Thread: Skipping useless lines?

  1. #1
    Registered User
    Join Date
    Oct 2012
    Posts
    158

    Skipping useless lines?

    Code:
    <!DOCTYPE html PUBLIC "-//W3C//DTD XHTML 1.0 Transitional//EN" "http://www.w3.org/TR/xhtml1/DTD/xhtml1-transitional.dtd">
    <html xmlns="http://www.w3.org/1999/xhtml">
    <head>
            <!-- ******************** Page title ******************** -->
            <title>UC Davis: Summer Sessions 2008</title>
            <!-- ******************** End page title ******************** -->
            <meta http-equiv="Content-Type" content="text/html; charset=iso-8859-1" />
    
    
    <!-- A Modern CSS -->
    <style type="text/css" media="screen">
            @import url(includes/main.css);
    .style16 {      color: #FFFFFF;
            font-weight: bold;
    }
    #page_content #calendar #disclaimerinfo {
            margin-right: 3em;
    }
    /* If class is cancelled, use this style: */
    .cancel {font-family: Verdana, Arial, Helvetica, sans-serif; font-size: 125%; font-weight:bold; color:#FF0000;}
    </style>
    
    
    <style type="text/css" media="print">
            @import url(includes/print.css);
    </style>
    <link href="includes/substyles.css" rel="stylesheet" type="text/css" />
    </head>
    
    
    <body>
    
    
    <div id="page_content">
    
    
    <!--
            This will show only in text-only browsers and allows the user
            to skip the primary navigation and go directly to either
            the second-level navigation or the main content of the page
    -->
            <div id="skipnav">Skip directly to: <a href="#content">Main page content</a></div>
    
    
            <!-- ******************** Header ******************** -->
            <div id="header">
            <!-- The actual logo image is the background of the logo_wrapper DIV.
                     This makes the page more compatible with text-only browsers. -->
                    <div id="logo_wrapper">
    
    
    
    
    
     81104           AAS     052      //    <--start of useful line 
     61754           AAS     050
    What method can i use to process the data in the useful line above?
    Someone mentioned using strncmp. But the entire file is very long and doing it manually will take a long time. Basically skip the html junk above and jump into the line with 81104.
    Last edited by tmac619619; 11-24-2012 at 04:03 PM.

  2. #2
    SAMARAS std10093's Avatar
    Join Date
    Jan 2011
    Location
    Nice, France
    Posts
    2,694
    I won't agree with that someone.How would you do it?You would compare with what?This implies that you know what the useful data can be.

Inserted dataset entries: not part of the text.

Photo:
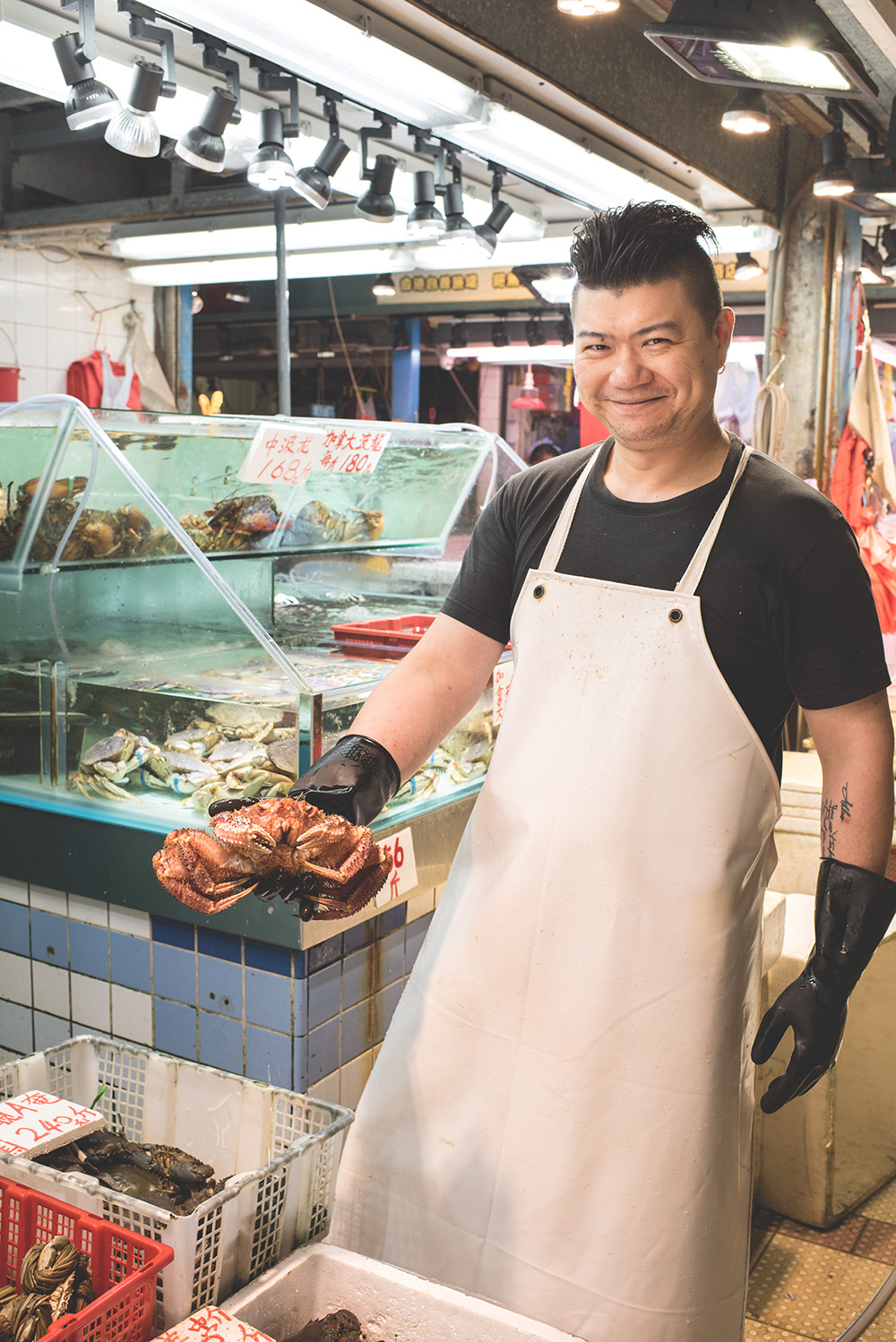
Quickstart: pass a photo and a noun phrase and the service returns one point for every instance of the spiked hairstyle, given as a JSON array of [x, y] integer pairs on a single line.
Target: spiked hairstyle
[[642, 245]]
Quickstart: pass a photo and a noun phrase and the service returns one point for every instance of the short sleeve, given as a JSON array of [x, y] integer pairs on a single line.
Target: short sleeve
[[833, 644]]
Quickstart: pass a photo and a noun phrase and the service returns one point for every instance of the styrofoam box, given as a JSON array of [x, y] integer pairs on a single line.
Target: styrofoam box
[[280, 1153], [392, 1304]]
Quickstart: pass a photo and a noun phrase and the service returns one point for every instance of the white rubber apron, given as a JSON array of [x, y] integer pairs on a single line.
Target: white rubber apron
[[561, 1114]]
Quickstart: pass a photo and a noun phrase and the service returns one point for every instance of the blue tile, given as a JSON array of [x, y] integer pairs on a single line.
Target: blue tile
[[220, 1042], [89, 949], [323, 994], [13, 929], [357, 1031], [223, 945], [53, 1029], [173, 933], [269, 1000], [274, 959], [391, 959], [269, 1056], [50, 938], [220, 986], [383, 1005], [301, 1064], [357, 977], [175, 973], [129, 959], [325, 954], [362, 934], [392, 918], [16, 1028], [415, 934], [323, 1051], [175, 1029]]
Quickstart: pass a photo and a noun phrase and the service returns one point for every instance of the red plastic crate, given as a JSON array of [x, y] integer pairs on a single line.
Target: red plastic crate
[[125, 1264], [383, 638]]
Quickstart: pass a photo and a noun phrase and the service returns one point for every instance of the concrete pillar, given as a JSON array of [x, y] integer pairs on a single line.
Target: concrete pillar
[[405, 376]]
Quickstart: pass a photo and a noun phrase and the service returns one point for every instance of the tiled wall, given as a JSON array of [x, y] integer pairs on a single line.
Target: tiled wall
[[307, 1020], [56, 306]]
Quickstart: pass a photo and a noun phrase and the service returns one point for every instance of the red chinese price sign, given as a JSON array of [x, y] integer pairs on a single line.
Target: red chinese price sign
[[402, 878], [283, 455]]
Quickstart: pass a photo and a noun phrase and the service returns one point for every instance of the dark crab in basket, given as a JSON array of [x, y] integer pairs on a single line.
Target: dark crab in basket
[[274, 847]]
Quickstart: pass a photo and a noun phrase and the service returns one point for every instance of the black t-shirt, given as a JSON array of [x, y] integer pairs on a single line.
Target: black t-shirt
[[786, 601]]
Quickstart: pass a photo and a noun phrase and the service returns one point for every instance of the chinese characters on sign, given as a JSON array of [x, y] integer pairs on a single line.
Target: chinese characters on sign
[[402, 878], [283, 455], [37, 1123]]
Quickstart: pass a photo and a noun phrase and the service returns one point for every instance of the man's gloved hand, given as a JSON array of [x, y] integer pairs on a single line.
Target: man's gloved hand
[[353, 780], [853, 910]]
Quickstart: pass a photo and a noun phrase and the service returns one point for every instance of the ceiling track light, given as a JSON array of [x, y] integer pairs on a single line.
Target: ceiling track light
[[746, 115], [833, 176], [313, 183], [788, 46], [377, 202]]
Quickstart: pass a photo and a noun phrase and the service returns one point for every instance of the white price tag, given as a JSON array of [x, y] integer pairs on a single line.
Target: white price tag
[[502, 676], [283, 455], [402, 878]]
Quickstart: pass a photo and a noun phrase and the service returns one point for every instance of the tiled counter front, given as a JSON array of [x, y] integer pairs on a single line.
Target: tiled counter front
[[307, 1020]]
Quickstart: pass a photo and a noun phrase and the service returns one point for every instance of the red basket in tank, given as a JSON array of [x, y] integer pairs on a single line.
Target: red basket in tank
[[124, 1264]]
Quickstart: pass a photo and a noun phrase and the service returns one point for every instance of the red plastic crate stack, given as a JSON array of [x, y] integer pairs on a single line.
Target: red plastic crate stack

    The <!-- ... --> are for comments, so I would eat the comments.
    What is inside < > should be eaten too.

    As a result the useful line remains.

    But I do not see any obvious way of not reading all the data.In fact I think it is a must.

  3. #3
    Registered User
    Join Date
    Oct 2012
    Posts
    158
    i'm not sure how i can use strncmp method for this...

  4. #4
    SAMARAS std10093's Avatar
    Join Date
    Jan 2011
    Location
    Nice, France
    Posts
    2,694
    This is what I am saying I think that this is not the correct approach.

    You should write code that uncomments the data.Also your code should remove what is enclosed into < >
    In other words you should just skip them and only when you read useful data do something with it .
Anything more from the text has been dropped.